I’m Freezing: Berlin And The Winter Of 1940

/I’m Freezing: Berlin And The Winter Of 1940

I’m Freezing: Berlin And The Winter Of 1940

We don’t get hot water in our apartments any longer, except for two days each week if there happens to be enough coal in the basement to heat the water and the building, too. There usually isn’t.

From a diary entry of January 12, 1940 in Berlin Embassy, by William Russell. The author was a clerk in the US Consulate in Berlin in the last several years before the war. Like so many others, he often wrote in his diary about the terrible cold in Berlin. The winter of 1940 was the worst in twenty-five years.

But this was Germany and cold winters are hardly unusual. Normally the Germans would not have been flummoxed. But this was the Third Reich and there were shortages of everything and this compounded the difficulties presented by nature. Trucks to haul coal from coal yards to apartment buildings were in short supply because many had been seized by the Wehrmacht – which had an astounding shortage of trucks. But even if trucks had been available to haul coal, gasoline was not available.
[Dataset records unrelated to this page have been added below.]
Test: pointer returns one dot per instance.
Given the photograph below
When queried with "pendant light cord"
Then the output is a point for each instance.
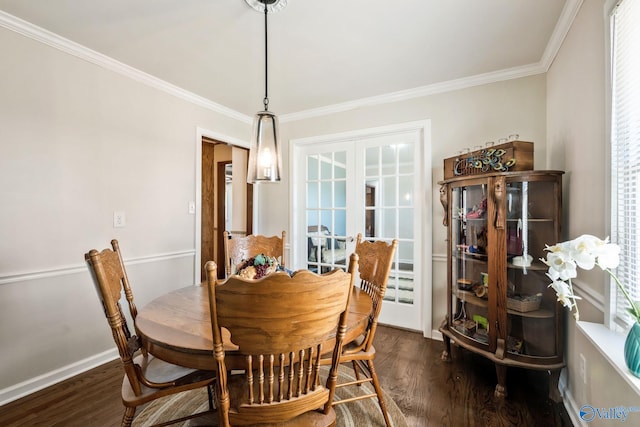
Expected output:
(266, 96)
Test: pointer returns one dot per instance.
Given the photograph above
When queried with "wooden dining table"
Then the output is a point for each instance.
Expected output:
(176, 327)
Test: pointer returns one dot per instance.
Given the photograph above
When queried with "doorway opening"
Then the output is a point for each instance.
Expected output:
(226, 199)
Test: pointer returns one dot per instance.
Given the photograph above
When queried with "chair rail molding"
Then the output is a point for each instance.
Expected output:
(82, 268)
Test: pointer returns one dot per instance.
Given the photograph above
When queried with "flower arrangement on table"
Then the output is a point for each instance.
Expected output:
(257, 267)
(585, 252)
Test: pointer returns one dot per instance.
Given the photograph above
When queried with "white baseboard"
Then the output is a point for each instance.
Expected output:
(569, 402)
(40, 382)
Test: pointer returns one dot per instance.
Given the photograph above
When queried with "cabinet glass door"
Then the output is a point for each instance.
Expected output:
(469, 264)
(531, 306)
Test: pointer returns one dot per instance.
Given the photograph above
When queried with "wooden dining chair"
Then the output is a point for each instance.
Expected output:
(374, 266)
(239, 249)
(279, 324)
(146, 378)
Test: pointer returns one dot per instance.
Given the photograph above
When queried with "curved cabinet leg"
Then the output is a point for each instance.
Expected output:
(446, 353)
(501, 387)
(554, 393)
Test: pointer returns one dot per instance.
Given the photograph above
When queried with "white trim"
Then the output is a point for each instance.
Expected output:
(588, 294)
(569, 401)
(206, 133)
(403, 95)
(34, 32)
(32, 385)
(563, 25)
(423, 127)
(569, 13)
(75, 269)
(611, 346)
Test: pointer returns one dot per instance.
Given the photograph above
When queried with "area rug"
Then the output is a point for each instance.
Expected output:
(361, 413)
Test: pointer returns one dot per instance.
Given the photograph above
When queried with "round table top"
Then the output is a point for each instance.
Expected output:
(176, 326)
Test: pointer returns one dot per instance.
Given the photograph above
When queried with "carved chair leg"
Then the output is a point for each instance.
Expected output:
(356, 370)
(376, 385)
(127, 418)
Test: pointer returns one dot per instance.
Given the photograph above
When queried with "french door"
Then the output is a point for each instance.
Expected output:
(369, 182)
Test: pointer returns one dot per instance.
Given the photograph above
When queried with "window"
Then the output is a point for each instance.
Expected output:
(625, 150)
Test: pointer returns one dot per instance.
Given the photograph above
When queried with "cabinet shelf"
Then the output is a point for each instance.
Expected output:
(471, 298)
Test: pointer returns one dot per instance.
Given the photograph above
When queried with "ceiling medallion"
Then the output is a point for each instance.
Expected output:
(272, 5)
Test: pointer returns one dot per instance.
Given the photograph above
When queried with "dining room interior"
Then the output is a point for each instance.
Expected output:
(134, 122)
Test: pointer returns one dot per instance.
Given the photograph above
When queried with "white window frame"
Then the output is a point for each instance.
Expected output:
(615, 316)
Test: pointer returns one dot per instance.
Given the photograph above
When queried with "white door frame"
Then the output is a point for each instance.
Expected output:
(423, 168)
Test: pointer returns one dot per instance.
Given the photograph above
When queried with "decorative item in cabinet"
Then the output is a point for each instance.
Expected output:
(499, 303)
(510, 156)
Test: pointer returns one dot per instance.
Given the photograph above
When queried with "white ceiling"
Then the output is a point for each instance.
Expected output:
(321, 53)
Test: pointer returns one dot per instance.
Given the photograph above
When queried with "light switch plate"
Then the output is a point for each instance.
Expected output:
(119, 219)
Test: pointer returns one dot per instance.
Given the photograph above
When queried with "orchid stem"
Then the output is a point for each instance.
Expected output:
(636, 313)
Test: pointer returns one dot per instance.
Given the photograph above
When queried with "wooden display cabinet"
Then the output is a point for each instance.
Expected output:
(499, 304)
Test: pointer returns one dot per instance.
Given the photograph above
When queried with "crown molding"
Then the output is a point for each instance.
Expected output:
(560, 31)
(41, 35)
(562, 27)
(569, 13)
(403, 95)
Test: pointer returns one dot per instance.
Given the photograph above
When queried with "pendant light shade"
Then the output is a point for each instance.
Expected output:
(265, 162)
(264, 155)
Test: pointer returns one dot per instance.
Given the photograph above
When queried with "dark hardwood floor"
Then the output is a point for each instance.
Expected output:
(429, 391)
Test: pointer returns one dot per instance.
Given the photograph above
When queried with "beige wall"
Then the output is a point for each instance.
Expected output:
(459, 119)
(78, 142)
(577, 143)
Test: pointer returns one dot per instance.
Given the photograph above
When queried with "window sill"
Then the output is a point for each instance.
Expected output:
(611, 345)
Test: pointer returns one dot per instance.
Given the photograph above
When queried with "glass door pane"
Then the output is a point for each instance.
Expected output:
(326, 211)
(468, 239)
(389, 211)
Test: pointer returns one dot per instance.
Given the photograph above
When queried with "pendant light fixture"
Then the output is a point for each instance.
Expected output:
(265, 162)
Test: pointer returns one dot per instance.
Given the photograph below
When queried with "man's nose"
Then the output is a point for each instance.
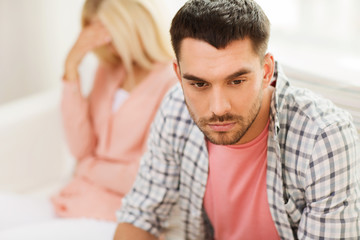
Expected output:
(219, 102)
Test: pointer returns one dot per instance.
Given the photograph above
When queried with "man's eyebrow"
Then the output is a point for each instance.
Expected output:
(192, 78)
(230, 77)
(238, 73)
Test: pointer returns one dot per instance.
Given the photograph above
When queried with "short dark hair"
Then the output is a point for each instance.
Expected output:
(219, 22)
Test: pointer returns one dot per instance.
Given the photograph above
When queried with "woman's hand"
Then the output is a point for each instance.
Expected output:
(90, 37)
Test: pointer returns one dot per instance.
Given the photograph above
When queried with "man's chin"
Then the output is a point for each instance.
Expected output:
(222, 138)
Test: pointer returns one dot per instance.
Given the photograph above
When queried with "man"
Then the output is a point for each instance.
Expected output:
(241, 152)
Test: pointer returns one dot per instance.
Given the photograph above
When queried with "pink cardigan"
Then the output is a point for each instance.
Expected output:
(107, 145)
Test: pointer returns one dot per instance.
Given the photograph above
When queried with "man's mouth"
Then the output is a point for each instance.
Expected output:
(221, 127)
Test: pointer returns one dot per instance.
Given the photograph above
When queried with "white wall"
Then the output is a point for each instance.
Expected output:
(34, 38)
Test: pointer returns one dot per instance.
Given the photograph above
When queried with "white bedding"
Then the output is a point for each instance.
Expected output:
(62, 229)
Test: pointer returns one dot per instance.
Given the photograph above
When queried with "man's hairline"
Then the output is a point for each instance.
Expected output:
(178, 54)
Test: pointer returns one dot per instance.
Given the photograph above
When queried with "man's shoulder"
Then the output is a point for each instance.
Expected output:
(302, 106)
(173, 109)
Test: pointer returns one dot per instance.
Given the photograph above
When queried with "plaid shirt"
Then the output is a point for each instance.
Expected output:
(312, 182)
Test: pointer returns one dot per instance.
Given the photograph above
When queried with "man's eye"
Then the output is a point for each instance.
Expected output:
(237, 82)
(199, 84)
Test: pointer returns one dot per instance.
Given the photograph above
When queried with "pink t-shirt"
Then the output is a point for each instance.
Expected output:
(235, 199)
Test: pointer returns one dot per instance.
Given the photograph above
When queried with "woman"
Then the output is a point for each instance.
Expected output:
(107, 131)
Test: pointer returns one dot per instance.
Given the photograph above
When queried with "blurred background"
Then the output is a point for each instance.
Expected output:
(316, 41)
(319, 37)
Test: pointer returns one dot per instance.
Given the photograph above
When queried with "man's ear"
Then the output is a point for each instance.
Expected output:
(177, 70)
(269, 67)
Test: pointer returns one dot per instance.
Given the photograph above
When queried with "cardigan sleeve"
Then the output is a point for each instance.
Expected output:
(77, 120)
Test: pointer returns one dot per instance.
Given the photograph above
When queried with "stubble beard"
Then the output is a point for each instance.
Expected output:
(227, 138)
And even had gasoline been available, fewer men were available to load and drive coal trucks because so many men had been drafted into the Wehrmacht. Of course, the biggest problem was the shortage of coal for civilians since industry and the military had first call.

The city government of Berlin finally gave citizens permission to go to the coal yards, which were located by rail points, and haul their own coal. Writes William Russell:

Baby carriages, children’s wagons, old suitcases, and gunny sacks were utilized to bring the lumps of coal from the railroad yards…

Wealthy people had an advantage over others. They checked into luxury hotels which normally had sufficient supplies of coal, particularly those hotels where foreign journalists lived. (And many lived in hotels.)

If one lived in an apartment house which had absolutely no coal and no staff to haul coal, then the residents had to take time off work every day and trek to the coal yards. This was required because none of the aforementioned ways to carry the fuel favored carrying large amounts of coal.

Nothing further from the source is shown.